Крист хорошо понял, что он был игрушкой в руках этих политиканов, этих сухих и скучных людей. Чтение Розенфельдом Блока показалось Кристу кощунством.

Всё, что минутно, всё, что бренно,
Похоронила ты в веках.
Ты, как младенец, спишь, Равенна,
У сонной вечности в руках.

— Как дальше, Крист?

— Не знаю. — Хотя Крист знал.

Сейчас Крист вспоминал этого в о ж д я и его неожиданные голубые штаны, и ничего кроме презрения не было на душе Криста.

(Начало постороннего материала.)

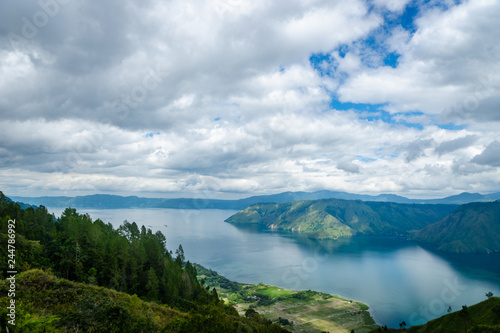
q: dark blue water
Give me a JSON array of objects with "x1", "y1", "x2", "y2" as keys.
[{"x1": 52, "y1": 209, "x2": 500, "y2": 327}]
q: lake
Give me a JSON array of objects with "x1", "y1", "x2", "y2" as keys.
[{"x1": 48, "y1": 208, "x2": 500, "y2": 327}]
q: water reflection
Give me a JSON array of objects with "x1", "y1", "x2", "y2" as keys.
[{"x1": 47, "y1": 209, "x2": 500, "y2": 327}]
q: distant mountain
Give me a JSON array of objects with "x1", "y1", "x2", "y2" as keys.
[
  {"x1": 414, "y1": 201, "x2": 500, "y2": 253},
  {"x1": 226, "y1": 199, "x2": 457, "y2": 239},
  {"x1": 7, "y1": 191, "x2": 500, "y2": 210},
  {"x1": 370, "y1": 297, "x2": 500, "y2": 333}
]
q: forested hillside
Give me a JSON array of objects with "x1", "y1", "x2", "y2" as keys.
[
  {"x1": 226, "y1": 199, "x2": 457, "y2": 239},
  {"x1": 0, "y1": 192, "x2": 290, "y2": 332}
]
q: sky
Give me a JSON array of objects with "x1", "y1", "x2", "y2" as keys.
[{"x1": 0, "y1": 0, "x2": 500, "y2": 199}]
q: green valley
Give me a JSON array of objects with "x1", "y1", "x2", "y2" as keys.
[
  {"x1": 195, "y1": 265, "x2": 378, "y2": 333},
  {"x1": 226, "y1": 199, "x2": 457, "y2": 239},
  {"x1": 414, "y1": 201, "x2": 500, "y2": 253}
]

Обложка Российский летописец 1989 г.

Опубликовано впервые: Шаламов В. Вишера. Антироман. М. Книга. 1989 (Российский летописец)

Примечания

  • 1. Видоизмененная фамилия героя очерка «М.А. Блюменфельд». Наряду с обращением к авторскому наименованию Крист, знакомому читателям по «Колымским рассказам», это заставляет подумать о том, что в «Вишерском антиромане» Шаламов пытался отчасти опираться на поэтику своих рассказов. Очевидно, что писатель шел к тому, чтобы совместить в этом цикле «новой прозы» два разнородных жанра — мемуарный очерк и короткую новеллу. Эти эксперименты свидетельствуют о поисках Шаламовым оптимальной художественной структуры «Вишерского антиромана» — произведения, оставшегося незавершенным.